I had asked that a long chair a kavichchiya be woven in cane instead of cushioning it which is the preferred option in these parts, though weaving is the more appropriate course for this climate. I did not realize what a procedure that this simple task would become.
There is fake cane(plastic), called ‘Chintha’ which is about a quarter of the price of cane that people use, but which wont last very long, and then there is the real thing. For the particular piece of furniture the finest of the cane strips is required if the job is to be done to perfection. I require 3kg at a price of Rs1300/- a kg at the source.
Cutting cane is illegal, unless one has a permit. The plants are protected as endangered, as they grow along waterways and are seen less and less. I went with the weaver, who lives in the next village, the proud villages of Purana Ratmale(one of 7 original villages of Polonnaruwa) who call themselves high class Govigama, look down on these people as being transplanted recently as Rodiya. So they have to resort to skills other than farming.
It was a fair distance, to Manampitiya at the edge of the Polonnaruwa district crossing the mighty Mahaweli over the Japan Peace Bridge! There is cane right along the river banks and people here have permits to harvest and make the various sizes for the various woven products. I was given a lesson on the various qualities of cane by the owner of the shop, who also sells caneware and he told me that the Moratuwa furniture shops are his largest customers for cane for weaving in their workshops.

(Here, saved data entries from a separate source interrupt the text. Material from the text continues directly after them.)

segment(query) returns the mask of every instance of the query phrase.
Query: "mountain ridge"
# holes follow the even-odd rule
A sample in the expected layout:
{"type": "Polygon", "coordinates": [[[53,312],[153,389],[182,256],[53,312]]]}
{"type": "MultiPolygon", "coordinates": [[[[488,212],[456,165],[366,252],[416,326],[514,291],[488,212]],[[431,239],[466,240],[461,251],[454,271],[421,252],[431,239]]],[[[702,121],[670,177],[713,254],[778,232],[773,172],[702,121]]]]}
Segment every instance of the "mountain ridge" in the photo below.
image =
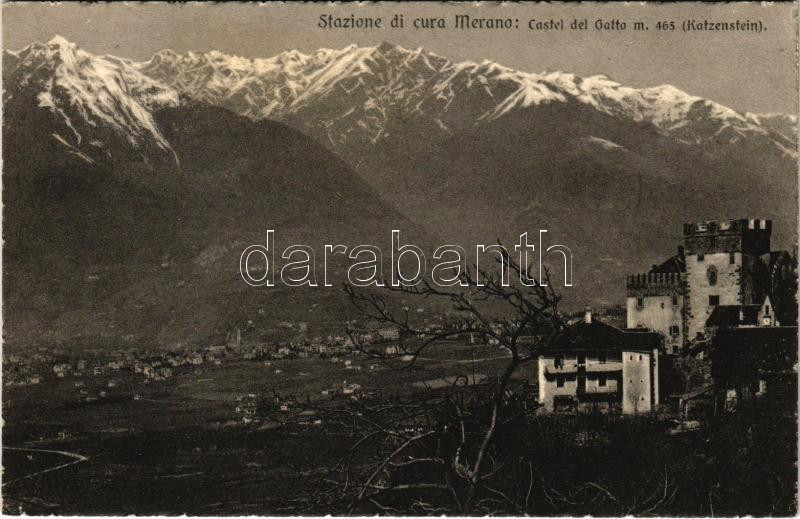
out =
{"type": "Polygon", "coordinates": [[[777,248],[797,239],[796,116],[670,85],[388,43],[134,62],[56,37],[4,57],[4,291],[24,329],[169,343],[255,310],[341,309],[230,285],[263,228],[349,243],[401,222],[467,250],[547,229],[575,254],[581,306],[620,301],[684,221],[766,217],[777,248]]]}
{"type": "Polygon", "coordinates": [[[489,60],[453,62],[423,48],[409,50],[387,42],[309,54],[289,50],[257,59],[217,50],[179,54],[165,49],[135,62],[95,56],[55,36],[46,44],[5,51],[4,56],[7,81],[38,87],[39,105],[64,119],[64,131],[55,138],[89,160],[108,150],[87,144],[103,144],[102,139],[92,139],[91,131],[83,138],[71,127],[76,109],[95,124],[116,126],[135,146],[169,151],[150,112],[177,106],[182,97],[254,120],[287,122],[334,151],[363,148],[386,138],[393,131],[393,118],[415,119],[436,138],[531,106],[574,100],[612,116],[652,124],[686,144],[725,147],[750,139],[763,141],[774,153],[797,157],[796,115],[740,113],[669,84],[636,89],[604,75],[536,74],[489,60]],[[53,69],[52,81],[36,77],[42,63],[53,69]],[[96,84],[81,88],[91,77],[96,84]],[[113,92],[119,85],[127,88],[113,92]],[[106,91],[123,102],[116,107],[99,102],[105,99],[99,94],[106,91]],[[66,96],[69,103],[58,103],[53,95],[66,96]],[[115,108],[117,114],[112,113],[115,108]]]}
{"type": "MultiPolygon", "coordinates": [[[[349,45],[340,50],[319,49],[310,54],[287,51],[273,58],[256,60],[228,56],[219,51],[184,55],[171,53],[170,56],[172,59],[166,65],[168,74],[163,68],[163,59],[159,63],[151,59],[135,66],[187,95],[199,96],[215,104],[230,104],[234,111],[253,118],[289,119],[302,112],[315,98],[329,96],[336,88],[352,90],[372,79],[380,80],[373,88],[376,95],[365,102],[366,116],[345,125],[341,131],[346,134],[354,126],[361,126],[369,129],[369,138],[373,141],[380,138],[383,129],[379,125],[380,115],[388,107],[400,104],[404,113],[425,114],[443,131],[463,129],[463,125],[454,124],[455,120],[445,122],[447,109],[454,101],[454,90],[464,91],[476,82],[485,90],[486,97],[494,101],[473,114],[476,123],[502,117],[514,108],[542,102],[564,102],[571,96],[609,114],[650,122],[686,142],[707,141],[718,137],[720,132],[730,134],[726,135],[729,140],[742,134],[770,135],[770,128],[761,126],[758,114],[741,114],[672,85],[635,89],[603,75],[581,78],[560,71],[535,74],[489,60],[453,62],[422,48],[409,50],[386,42],[371,47],[349,45]],[[194,71],[197,66],[205,67],[209,73],[205,83],[190,85],[180,79],[184,71],[194,71]],[[397,73],[380,77],[386,68],[397,73]],[[360,85],[352,84],[354,77],[358,78],[360,85]],[[259,98],[259,93],[265,97],[259,98]],[[275,102],[276,99],[279,102],[275,102]],[[442,103],[437,103],[437,100],[442,103]],[[239,102],[249,105],[244,108],[236,104],[239,102]],[[715,120],[715,131],[699,131],[699,118],[715,120]]],[[[335,124],[346,119],[354,105],[342,106],[340,112],[331,114],[326,122],[335,124]]],[[[796,124],[796,118],[789,122],[796,124]]],[[[778,144],[787,153],[794,153],[792,143],[783,141],[786,135],[772,137],[777,137],[778,144]]],[[[329,140],[335,142],[336,136],[330,136],[329,140]]]]}

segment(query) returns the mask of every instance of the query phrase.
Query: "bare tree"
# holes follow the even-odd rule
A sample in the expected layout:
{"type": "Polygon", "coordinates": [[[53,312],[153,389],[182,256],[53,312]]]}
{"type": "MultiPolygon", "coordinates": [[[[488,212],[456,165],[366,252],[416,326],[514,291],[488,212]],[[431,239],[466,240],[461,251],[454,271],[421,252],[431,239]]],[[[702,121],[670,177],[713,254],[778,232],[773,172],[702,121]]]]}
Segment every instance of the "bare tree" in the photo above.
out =
{"type": "Polygon", "coordinates": [[[529,471],[528,481],[516,485],[522,491],[513,495],[495,485],[509,462],[497,439],[504,426],[524,415],[530,396],[525,388],[512,387],[512,375],[553,342],[563,323],[548,272],[534,280],[532,265],[521,266],[502,250],[497,261],[500,269],[508,268],[508,286],[502,272],[477,267],[460,272],[455,290],[427,279],[414,286],[384,283],[383,290],[345,286],[362,318],[395,328],[401,337],[386,353],[349,328],[354,348],[366,355],[386,362],[403,358],[402,369],[410,369],[425,352],[454,337],[495,344],[507,354],[484,384],[476,385],[474,375],[453,377],[445,387],[328,410],[357,436],[337,467],[339,477],[328,480],[350,500],[350,511],[369,504],[378,513],[525,512],[534,474],[529,471]],[[530,281],[516,281],[523,278],[530,281]],[[407,307],[393,304],[387,291],[444,301],[455,317],[438,329],[425,328],[407,307]]]}
{"type": "MultiPolygon", "coordinates": [[[[503,264],[516,279],[520,274],[532,279],[531,266],[520,267],[508,254],[500,260],[503,264]]],[[[391,383],[380,387],[378,376],[374,382],[380,391],[370,396],[317,406],[324,430],[346,453],[317,475],[314,486],[319,490],[299,500],[302,506],[294,511],[642,516],[680,507],[676,501],[691,494],[679,483],[685,460],[658,458],[647,436],[655,431],[648,419],[530,412],[531,388],[513,376],[554,345],[565,327],[559,296],[546,271],[543,276],[543,282],[530,286],[505,286],[502,274],[473,267],[461,274],[464,286],[454,290],[427,280],[415,286],[385,283],[379,289],[346,286],[361,315],[359,322],[373,323],[373,331],[392,327],[399,332],[396,346],[379,350],[369,330],[351,322],[347,334],[353,348],[393,369],[429,365],[436,349],[445,345],[471,348],[472,341],[453,338],[496,344],[506,355],[492,364],[495,373],[485,379],[478,380],[473,371],[472,376],[442,377],[444,385],[400,391],[391,383]],[[441,326],[426,326],[409,308],[413,298],[443,301],[451,317],[441,326]],[[635,454],[628,454],[642,458],[635,465],[606,454],[600,459],[616,462],[615,469],[604,470],[590,461],[581,464],[580,459],[565,465],[558,458],[591,442],[601,452],[607,442],[620,448],[605,453],[629,452],[630,438],[641,438],[635,454]]],[[[702,498],[709,506],[719,501],[713,489],[702,498]]]]}

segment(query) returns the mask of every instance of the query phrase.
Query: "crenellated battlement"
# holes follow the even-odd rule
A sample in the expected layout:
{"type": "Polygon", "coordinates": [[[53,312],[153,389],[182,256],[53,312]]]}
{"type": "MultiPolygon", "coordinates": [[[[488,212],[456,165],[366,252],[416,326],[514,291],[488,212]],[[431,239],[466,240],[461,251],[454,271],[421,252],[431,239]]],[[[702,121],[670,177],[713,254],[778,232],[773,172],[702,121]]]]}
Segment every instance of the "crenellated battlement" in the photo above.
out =
{"type": "Polygon", "coordinates": [[[677,255],[626,277],[627,326],[661,333],[675,354],[705,333],[715,307],[763,301],[771,235],[766,218],[684,223],[677,255]]]}
{"type": "Polygon", "coordinates": [[[739,233],[772,233],[772,220],[740,218],[737,220],[708,220],[683,224],[683,236],[719,235],[739,233]]]}
{"type": "Polygon", "coordinates": [[[772,220],[740,218],[683,224],[686,254],[769,252],[772,220]]]}
{"type": "Polygon", "coordinates": [[[681,272],[650,272],[647,274],[633,274],[628,276],[628,288],[645,288],[657,285],[674,287],[681,285],[685,274],[681,272]]]}

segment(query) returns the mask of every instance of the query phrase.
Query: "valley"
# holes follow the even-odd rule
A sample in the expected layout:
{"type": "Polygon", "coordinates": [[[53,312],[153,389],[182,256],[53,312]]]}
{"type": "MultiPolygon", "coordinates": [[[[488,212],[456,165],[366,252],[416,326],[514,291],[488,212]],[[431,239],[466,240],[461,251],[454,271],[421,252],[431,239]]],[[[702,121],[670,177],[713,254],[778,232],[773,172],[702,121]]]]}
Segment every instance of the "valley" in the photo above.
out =
{"type": "Polygon", "coordinates": [[[797,114],[318,7],[4,50],[4,513],[795,513],[797,114]]]}

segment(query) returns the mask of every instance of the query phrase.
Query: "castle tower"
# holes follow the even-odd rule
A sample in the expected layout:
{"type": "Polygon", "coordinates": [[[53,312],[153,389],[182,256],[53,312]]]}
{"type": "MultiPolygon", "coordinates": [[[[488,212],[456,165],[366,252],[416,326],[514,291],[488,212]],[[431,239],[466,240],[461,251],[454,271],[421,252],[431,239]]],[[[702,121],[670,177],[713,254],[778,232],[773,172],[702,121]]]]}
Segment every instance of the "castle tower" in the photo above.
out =
{"type": "Polygon", "coordinates": [[[771,220],[753,218],[683,225],[689,340],[717,306],[761,302],[760,256],[770,250],[771,233],[771,220]]]}
{"type": "MultiPolygon", "coordinates": [[[[683,259],[682,250],[676,258],[683,259]]],[[[660,333],[666,353],[678,354],[686,340],[686,274],[664,270],[654,266],[646,274],[628,276],[626,326],[660,333]]]]}

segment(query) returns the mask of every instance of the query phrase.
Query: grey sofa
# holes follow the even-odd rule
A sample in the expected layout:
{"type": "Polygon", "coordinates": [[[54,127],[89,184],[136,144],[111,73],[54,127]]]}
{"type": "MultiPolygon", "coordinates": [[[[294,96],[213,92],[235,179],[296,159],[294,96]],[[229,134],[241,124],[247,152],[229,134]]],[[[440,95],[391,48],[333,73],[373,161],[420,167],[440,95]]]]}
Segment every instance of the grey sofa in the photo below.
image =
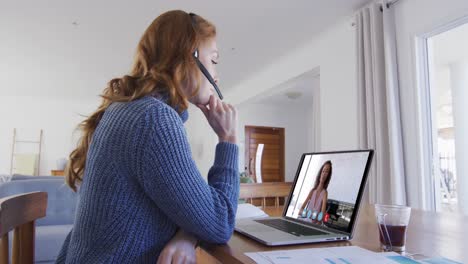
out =
{"type": "Polygon", "coordinates": [[[64,181],[64,177],[62,176],[31,176],[31,175],[22,175],[22,174],[13,174],[11,176],[12,181],[20,181],[20,180],[61,180],[64,181]]]}
{"type": "Polygon", "coordinates": [[[73,226],[77,195],[57,176],[15,175],[10,182],[0,184],[0,198],[34,191],[48,193],[46,217],[36,221],[35,260],[54,263],[73,226]]]}

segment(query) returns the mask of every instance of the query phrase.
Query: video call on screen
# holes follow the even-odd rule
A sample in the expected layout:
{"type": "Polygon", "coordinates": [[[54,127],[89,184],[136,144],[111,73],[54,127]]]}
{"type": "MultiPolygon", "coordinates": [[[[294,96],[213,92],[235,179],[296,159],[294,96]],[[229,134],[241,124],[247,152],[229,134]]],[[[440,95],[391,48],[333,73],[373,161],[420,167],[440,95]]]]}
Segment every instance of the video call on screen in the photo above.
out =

On the way back I stopped by my Hingurakgoda agricultural tract and this man spots the cane right along the river of my property, and tells me I have all the cane I want for any caneware and as long as I only use it for personal use it would not be a problem as I would encourage the growth of the plants by pruning mature cane and he would make anything I wanted on site. So this was an added bonus of the journey and meeting the weaver who explained how to preserve and why the shops in Wewaldeniya along the Kandy road sell nice looking cane ware which lasts only a short while because they are polished and ruin the longevity of the cane. He learnt his craft in Wewaldeniya, where the shops look enticing with prices less so.
Digressing a little I also purchased a reed mat, a super example of Thunhiriya reed, which he had made as a sample for a hotel, which wanted to use reed mats as the ceiling material. That hotel ordered 750 of these 6ft long mats for their entire ceiling.
Ironically, Ratmale used to be a center for the weaving of reed mats by the women primarily for home use but also as an additional income source. I have both Gallaha the superior version and Thunhiriya reed on my forest property. I am also in the process of preserving a Gallaha reed marsh on the property with the intention of having a weaver on site to make mats etc with this reed to maintain a fast dying craft in these areas.
It was therefore a pleasant if unexpected finding that I actually have the raw material for these crafts in my two Polonnaruwa properties both along wetlands and also know of local craftsman who can turn out items from them.